Coffee on Java is mostly grown on its eastern end, around the Ijen volcano, and harvested between July and September. More recently, Arabica has been planted in West and Central Java, and production is increasing every year.
Most of Java’s Arabica is grown on four large estates on the Ijen Plateau: Blawan, Jampit, Pancoer and Kayumas. The estates were established under Dutch colonial rule. After Indonesia achieved its independence, following World War I, the government took control of the farms.
These state-owned farms are at ideally high altitudes—particularly Blawan and Jampit—and benefit from their lofty position, the microclimate on the plateau and the incredibly rich soil produced by centuries of volcanic activity.
Java's Long History
The beginning of the coffee industry in Indonesia can be traced to the arrival of Arabica coffee on the shore of Java in 1699. Although the native farmers of Java were the first to cultivate Arabica, it soon spread throughout Indonesia's many provinces.
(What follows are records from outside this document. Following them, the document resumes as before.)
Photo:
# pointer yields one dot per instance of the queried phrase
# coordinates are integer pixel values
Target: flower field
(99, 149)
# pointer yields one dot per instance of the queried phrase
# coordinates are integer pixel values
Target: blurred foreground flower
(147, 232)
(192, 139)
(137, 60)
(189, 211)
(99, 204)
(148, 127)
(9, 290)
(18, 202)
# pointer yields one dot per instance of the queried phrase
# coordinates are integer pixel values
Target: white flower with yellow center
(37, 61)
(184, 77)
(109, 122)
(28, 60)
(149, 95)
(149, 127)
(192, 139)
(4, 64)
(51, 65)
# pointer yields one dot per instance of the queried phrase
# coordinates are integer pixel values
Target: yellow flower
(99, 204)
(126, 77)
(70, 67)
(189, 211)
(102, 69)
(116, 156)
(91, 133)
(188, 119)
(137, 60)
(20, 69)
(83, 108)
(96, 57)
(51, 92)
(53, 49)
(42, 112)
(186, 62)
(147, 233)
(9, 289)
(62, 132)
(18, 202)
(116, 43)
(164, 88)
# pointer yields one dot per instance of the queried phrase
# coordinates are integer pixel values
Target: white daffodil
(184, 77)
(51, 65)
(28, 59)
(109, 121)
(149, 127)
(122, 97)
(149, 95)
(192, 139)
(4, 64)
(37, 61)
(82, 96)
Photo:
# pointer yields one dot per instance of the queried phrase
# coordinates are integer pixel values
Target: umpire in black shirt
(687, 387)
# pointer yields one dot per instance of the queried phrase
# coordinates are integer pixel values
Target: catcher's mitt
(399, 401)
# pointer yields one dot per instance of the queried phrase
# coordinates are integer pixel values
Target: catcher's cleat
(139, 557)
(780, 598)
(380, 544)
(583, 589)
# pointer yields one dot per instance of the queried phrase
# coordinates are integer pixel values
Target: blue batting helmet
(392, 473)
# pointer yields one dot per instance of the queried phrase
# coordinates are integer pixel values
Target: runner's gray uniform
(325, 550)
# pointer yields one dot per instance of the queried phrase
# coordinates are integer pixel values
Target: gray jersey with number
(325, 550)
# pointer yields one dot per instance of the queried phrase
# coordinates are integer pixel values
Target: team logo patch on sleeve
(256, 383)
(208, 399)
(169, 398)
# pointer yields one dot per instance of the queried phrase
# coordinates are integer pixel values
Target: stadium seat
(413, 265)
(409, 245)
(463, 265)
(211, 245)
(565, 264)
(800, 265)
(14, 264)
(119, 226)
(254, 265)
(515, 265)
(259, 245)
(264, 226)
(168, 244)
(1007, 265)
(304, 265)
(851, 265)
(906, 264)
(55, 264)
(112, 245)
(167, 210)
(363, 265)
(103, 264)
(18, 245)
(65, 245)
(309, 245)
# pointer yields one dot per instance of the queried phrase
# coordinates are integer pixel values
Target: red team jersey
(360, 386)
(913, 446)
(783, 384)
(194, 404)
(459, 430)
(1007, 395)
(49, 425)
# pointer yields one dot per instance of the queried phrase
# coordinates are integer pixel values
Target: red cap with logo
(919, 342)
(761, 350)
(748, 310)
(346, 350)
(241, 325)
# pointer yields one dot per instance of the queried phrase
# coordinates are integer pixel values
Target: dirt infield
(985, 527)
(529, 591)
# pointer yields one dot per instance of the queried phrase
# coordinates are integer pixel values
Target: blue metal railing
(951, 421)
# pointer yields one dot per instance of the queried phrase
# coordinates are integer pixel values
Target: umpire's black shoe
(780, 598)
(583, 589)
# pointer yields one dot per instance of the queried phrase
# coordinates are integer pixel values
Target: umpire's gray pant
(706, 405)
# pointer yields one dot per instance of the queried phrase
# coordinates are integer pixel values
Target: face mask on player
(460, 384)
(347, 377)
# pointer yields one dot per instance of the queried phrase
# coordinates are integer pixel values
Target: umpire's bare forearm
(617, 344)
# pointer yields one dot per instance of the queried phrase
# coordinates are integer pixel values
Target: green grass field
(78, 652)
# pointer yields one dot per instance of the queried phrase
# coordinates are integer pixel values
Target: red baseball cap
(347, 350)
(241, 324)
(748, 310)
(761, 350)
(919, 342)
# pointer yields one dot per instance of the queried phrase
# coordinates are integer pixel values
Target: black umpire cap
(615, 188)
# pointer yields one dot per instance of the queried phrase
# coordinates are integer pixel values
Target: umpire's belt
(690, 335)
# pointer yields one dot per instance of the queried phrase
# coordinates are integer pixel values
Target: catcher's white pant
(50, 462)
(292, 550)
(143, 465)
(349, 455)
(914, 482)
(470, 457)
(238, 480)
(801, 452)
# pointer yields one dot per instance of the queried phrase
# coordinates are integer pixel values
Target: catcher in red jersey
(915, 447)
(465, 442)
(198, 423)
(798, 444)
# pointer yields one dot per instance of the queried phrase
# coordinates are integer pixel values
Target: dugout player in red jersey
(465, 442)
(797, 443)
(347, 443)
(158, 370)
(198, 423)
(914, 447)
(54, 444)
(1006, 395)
In 1712, years of harvesting provided the first bag of Indonesian coffee to be exported to Amsterdam. Over the years, as exports have grown, so has the reputation of Java.
Thanks in part to its rich soil and abundant rainfall, Indonesia is the world’s third-leading producer and exporter of coffee. Approximately 90 percent of Indonesia’s production is Robusta, with Arabica comprising the remaining 10 percent.
Sweet, clean and complex, with notes of cinnamon, chocolate, sweet tobacco, grape and tangerine. Nice body, balanced, great aftertaste.